E como preparar o seu banho?

1 - Infusão (água fervente sobre a erva seca) — o método mais comum. É o mesmo processo de preparar um chá.

Indicado para: folhas delicadas; flores; ervas secas aromáticas.

Você ferve a água, desliga o fogo e só então adiciona as ervas. Deixa em infusão por cerca de 10 a 15 minutos, com o recipiente tampado.

É o melhor método para: lavanda, alecrim, hortelã, manjericão, melissa, camomila, erva-doce.

Essas plantas possuem muitos óleos essenciais. Se elas forem fervidas junto com a água, parte desses compostos evapora.


2 - Decocção (ferver junto)

Esse método é utilizado para partes mais duras da planta.

Ideal para: cascas, raízes, sementes, galhos, madeiras

Exemplos: canela em pau, gengibre, casca de ipê, raízes em geral

A canela em pau, por ser uma casca dura, costuma ser preparada por decocção, que favorece a extração de seus compostos aromáticos.

Normalmente deixa-se ferver entre 5 e 15 minutos tudo junto: água + as partes do banho, na mesma panela.


3 - Maceração (água fria)

A maceração consiste em deixar a planta em contato com água fria ou morna por um período mais prolongado. Esse método pode ser utilizado quando se deseja uma extração de determinados componentes da planta que são sensíveis ao calor.


Na tradição popular brasileira, também existe uma forma de preparo diferente, feita com ervas frescas maceradas manualmente em água. Nesse caso, as folhas são amassadas com as mãos, liberando parte de seus sucos e compostos vegetais na água. Para muitas pessoas, esse gesto também possui um significado simbólico e energético relacionado à vitalidade da planta.


Para esse tipo de preparo, você pode lavar as ervas frescas, rasgar as folhas com as mãos e macerá-las em água em temperatura ambiente. Depois, a preparação pode ser coada e utilizada no banho.

É muito utilizada para banhos com ervas in natura, ervas e folhas que colhemos direto da natureza como boldo, guiné, manjericão, arruda, lavanda. (Ervas para maceração em banho devem ser frescas.)

Na tradição popular, as ervas frescas são muitas vezes maceradas manualmente, preservando a vitalidade da planta.


Uma planta não é apenas um conjunto de moléculas. Para quem conhece a magia das ervas, existe uma força viva em cada folha, em cada raiz, em cada flor. Por isso, as ervas frescas são tradicionalmente maceradas com as mãos e não fervidas. O gesto de tocar, rasgar e amassar a planta estabelece uma conexão entre quem prepara o banho e a força daquela erva.

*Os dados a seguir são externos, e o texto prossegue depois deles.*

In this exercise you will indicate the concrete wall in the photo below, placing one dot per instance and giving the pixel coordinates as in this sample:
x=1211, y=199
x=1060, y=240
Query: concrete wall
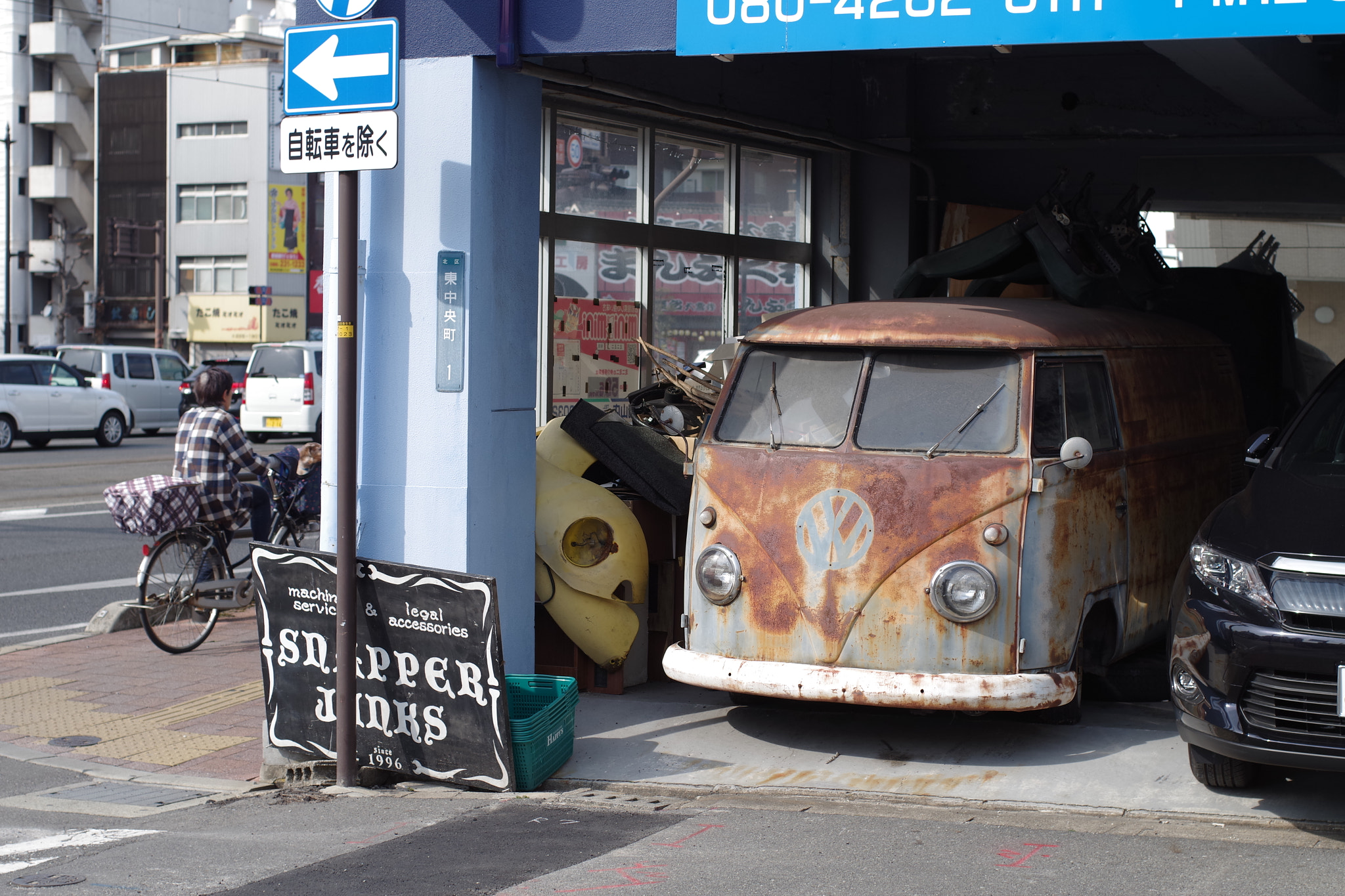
x=467, y=181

Mas independentemente da sua crença, um banho de ervas pode ser um gesto de carinho consigo mesmo. Um momento para respirar profundamente, desacelerar, agradecer pelo dia e permitir que a natureza faça parte da sua rotina.


Porque, às vezes, tudo o que precisamos é de alguns minutos de silêncio, água morna e o perfume das plantas para lembrar que cuidar de nós mesmos também é um ato de amor.